La giornata di oggi ci fa cogliere che il lavoro è stato redento da Gesù, e Giuseppe ci insegna che ci si fa santi lavorando e questo accade quando si lavora non solo per un profitto, ma per condividere per amore di qualcuno. Giuseppe avrà lavorato per amore di Maria e di Gesù e quell’amore ha lasciato un segno sulla vita di Gesù stesso.
Papa Francesco nella Lettera apostolica “Patris corde, Con amore di padre”, scrive:<< San Giuseppe era un carpentiere che ha lavorato onestamente per garantire il sostentamento della sua famiglia. Da lui Gesù ha imparato il valore, la dignità e la gioia di ciò che significa mangiare il pane frutto del proprio lavoro. In questo nostro tempo, nel quale il lavoro sembra essere tornato a rappresentare un’urgente questione sociale e la disoccupazione raggiunge talora livelli impressionanti, anche in quelle nazioni dove per decenni si è vissuto un certo benessere, è necessario, con rinnovata consapevolezza, comprendere il significato del lavoro che dà dignità e di cui il nostro Santo è esemplare patrono. Il lavoro diventa partecipazione all’opera stessa della salvezza, occasione per affrettare l’avvento del Regno, sviluppare le proprie potenzialità e qualità, mettendole al servizio della società e della comunione; il lavoro diventa occasione di realizzazione non solo per sé stessi, ma soprattutto per quel nucleo originario della società che è la famiglia. Una famiglia dove mancasse il lavoro è maggiormente esposta a difficoltà, tensioni, fratture e perfino alla tentazione disperata e disperante del dissolvimento. Come potremmo parlare della dignità umana senza impegnarci perché tutti e ciascuno abbiano la possibilità di un degno sostentamento? La persona che lavora, qualunque sia il suo compito, collabora con Dio stesso, diventa un po’ creatore del mondo che ci circonda. La crisi del nostro tempo, che è crisi economica, sociale, culturale e spirituale, può rappresentare per tutti un appello a riscoprire il valore, l’importanza e la necessità del lavoro per dare origine a una nuova “normalità”, in cui nessuno sia escluso.

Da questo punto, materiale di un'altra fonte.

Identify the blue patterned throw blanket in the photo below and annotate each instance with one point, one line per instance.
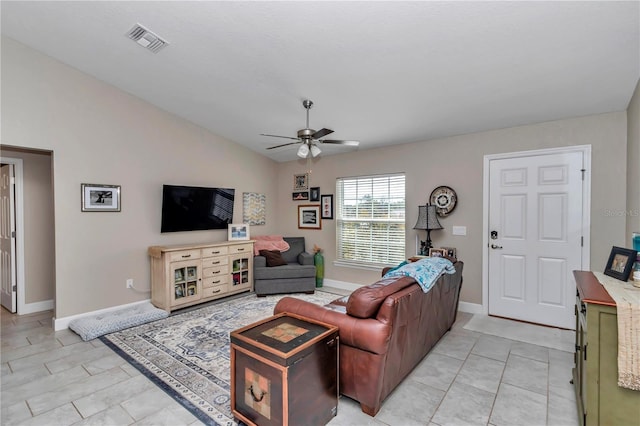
(425, 271)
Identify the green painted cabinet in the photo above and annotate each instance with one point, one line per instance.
(595, 376)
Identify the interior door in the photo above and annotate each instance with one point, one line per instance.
(7, 237)
(535, 241)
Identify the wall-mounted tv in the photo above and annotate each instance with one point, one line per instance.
(194, 208)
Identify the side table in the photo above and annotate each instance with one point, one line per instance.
(284, 371)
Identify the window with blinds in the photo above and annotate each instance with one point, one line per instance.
(370, 219)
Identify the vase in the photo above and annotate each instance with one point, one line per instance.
(318, 260)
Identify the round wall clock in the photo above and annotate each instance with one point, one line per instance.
(445, 199)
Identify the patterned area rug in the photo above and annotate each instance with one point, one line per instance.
(187, 354)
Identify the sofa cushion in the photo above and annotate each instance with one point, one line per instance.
(365, 301)
(269, 242)
(296, 246)
(274, 258)
(290, 270)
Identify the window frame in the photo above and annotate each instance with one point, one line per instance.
(398, 242)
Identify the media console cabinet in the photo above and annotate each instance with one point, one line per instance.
(185, 275)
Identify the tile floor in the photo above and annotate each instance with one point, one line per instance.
(469, 378)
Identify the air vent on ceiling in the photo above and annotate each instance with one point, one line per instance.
(146, 38)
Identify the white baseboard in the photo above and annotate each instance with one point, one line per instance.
(31, 308)
(343, 285)
(472, 308)
(63, 323)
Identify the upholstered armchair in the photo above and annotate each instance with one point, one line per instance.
(295, 272)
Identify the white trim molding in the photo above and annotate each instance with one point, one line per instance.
(63, 323)
(32, 308)
(19, 197)
(586, 208)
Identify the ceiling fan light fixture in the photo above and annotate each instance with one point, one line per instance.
(303, 151)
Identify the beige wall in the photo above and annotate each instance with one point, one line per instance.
(99, 134)
(458, 162)
(633, 165)
(39, 268)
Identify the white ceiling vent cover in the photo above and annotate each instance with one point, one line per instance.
(146, 38)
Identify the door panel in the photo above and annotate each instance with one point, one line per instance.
(535, 206)
(7, 237)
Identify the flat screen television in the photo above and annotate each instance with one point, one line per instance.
(194, 208)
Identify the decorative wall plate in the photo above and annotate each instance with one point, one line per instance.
(445, 199)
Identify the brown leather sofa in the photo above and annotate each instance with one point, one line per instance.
(386, 329)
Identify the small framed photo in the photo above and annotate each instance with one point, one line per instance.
(437, 252)
(301, 182)
(451, 252)
(314, 194)
(620, 263)
(100, 198)
(300, 196)
(238, 231)
(309, 217)
(327, 206)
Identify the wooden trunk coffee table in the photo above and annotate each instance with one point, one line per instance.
(284, 371)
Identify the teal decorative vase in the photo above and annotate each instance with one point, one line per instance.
(318, 260)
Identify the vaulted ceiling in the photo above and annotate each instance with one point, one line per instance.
(382, 73)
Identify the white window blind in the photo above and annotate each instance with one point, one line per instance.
(370, 214)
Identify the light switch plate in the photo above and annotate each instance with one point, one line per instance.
(459, 230)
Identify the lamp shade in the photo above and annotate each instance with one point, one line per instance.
(303, 151)
(427, 218)
(315, 151)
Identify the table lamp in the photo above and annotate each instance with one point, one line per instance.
(427, 220)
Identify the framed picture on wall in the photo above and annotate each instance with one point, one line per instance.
(100, 198)
(301, 182)
(309, 217)
(300, 196)
(327, 206)
(314, 194)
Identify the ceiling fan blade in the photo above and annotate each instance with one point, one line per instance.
(320, 133)
(278, 136)
(284, 144)
(339, 142)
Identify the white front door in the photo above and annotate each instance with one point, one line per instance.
(535, 240)
(7, 237)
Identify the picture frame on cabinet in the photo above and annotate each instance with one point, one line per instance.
(440, 252)
(309, 217)
(100, 198)
(327, 206)
(238, 232)
(620, 263)
(451, 252)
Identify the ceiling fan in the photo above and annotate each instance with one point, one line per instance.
(310, 139)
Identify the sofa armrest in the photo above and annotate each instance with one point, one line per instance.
(366, 334)
(305, 258)
(259, 262)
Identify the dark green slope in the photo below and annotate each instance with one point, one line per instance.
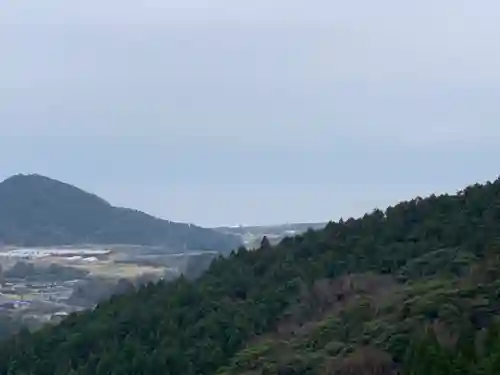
(350, 299)
(39, 211)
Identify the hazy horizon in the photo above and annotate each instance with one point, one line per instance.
(264, 112)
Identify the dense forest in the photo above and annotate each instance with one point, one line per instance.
(39, 211)
(411, 290)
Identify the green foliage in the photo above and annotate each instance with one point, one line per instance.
(349, 299)
(39, 211)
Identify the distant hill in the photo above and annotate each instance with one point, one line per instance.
(40, 211)
(410, 290)
(252, 235)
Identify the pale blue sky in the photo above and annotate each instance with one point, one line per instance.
(251, 112)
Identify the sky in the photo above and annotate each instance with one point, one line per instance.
(227, 112)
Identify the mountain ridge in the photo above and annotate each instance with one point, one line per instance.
(36, 210)
(409, 290)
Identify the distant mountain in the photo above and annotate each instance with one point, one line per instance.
(40, 211)
(252, 235)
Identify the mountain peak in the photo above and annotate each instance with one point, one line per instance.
(40, 211)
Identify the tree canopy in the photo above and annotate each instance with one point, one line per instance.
(412, 289)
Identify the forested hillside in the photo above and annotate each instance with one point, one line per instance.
(39, 211)
(413, 290)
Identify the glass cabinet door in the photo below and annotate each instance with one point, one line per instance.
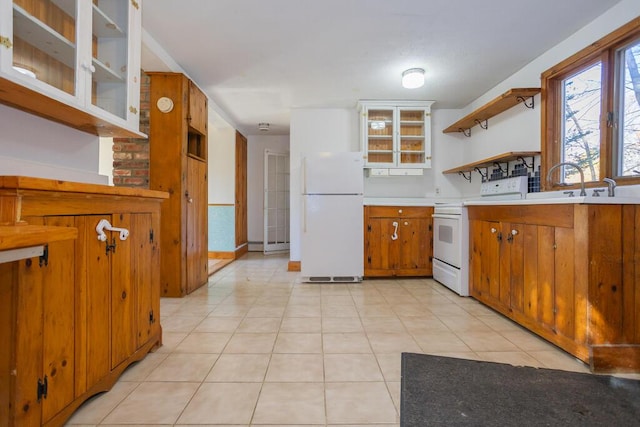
(380, 132)
(44, 42)
(412, 136)
(109, 52)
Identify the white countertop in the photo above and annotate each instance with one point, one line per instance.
(589, 200)
(399, 201)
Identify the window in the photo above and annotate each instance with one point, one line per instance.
(591, 111)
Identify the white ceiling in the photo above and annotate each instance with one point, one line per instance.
(258, 59)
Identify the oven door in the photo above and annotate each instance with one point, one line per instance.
(447, 246)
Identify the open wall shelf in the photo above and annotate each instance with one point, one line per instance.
(465, 170)
(498, 105)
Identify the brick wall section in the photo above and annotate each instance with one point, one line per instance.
(131, 155)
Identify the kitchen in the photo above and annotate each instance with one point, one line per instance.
(517, 129)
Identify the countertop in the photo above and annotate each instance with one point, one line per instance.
(399, 201)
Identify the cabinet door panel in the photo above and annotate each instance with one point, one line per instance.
(564, 282)
(59, 323)
(143, 251)
(94, 279)
(384, 252)
(530, 273)
(515, 242)
(546, 276)
(29, 334)
(490, 258)
(123, 340)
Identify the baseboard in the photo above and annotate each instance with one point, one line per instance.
(241, 250)
(221, 255)
(294, 266)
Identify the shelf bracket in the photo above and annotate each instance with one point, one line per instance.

Il lavoro di San Giuseppe ci ricorda che Dio stesso fatto uomo non ha disdegnato di lavorare. La perdita del lavoro che colpisce tanti fratelli e sorelle, e che è aumentata negli ultimi tempi a causa della pandemia di Covid-19, dev’essere un richiamo a rivedere le nostre priorità. Imploriamo San Giuseppe lavoratore perché possiamo trovare strade che ci impegnino a dire: nessun giovane, nessuna persona, nessuna famiglia senza lavoro!>>.
San Giuseppe custodisca e protegga tutti i lavoratori. Amen.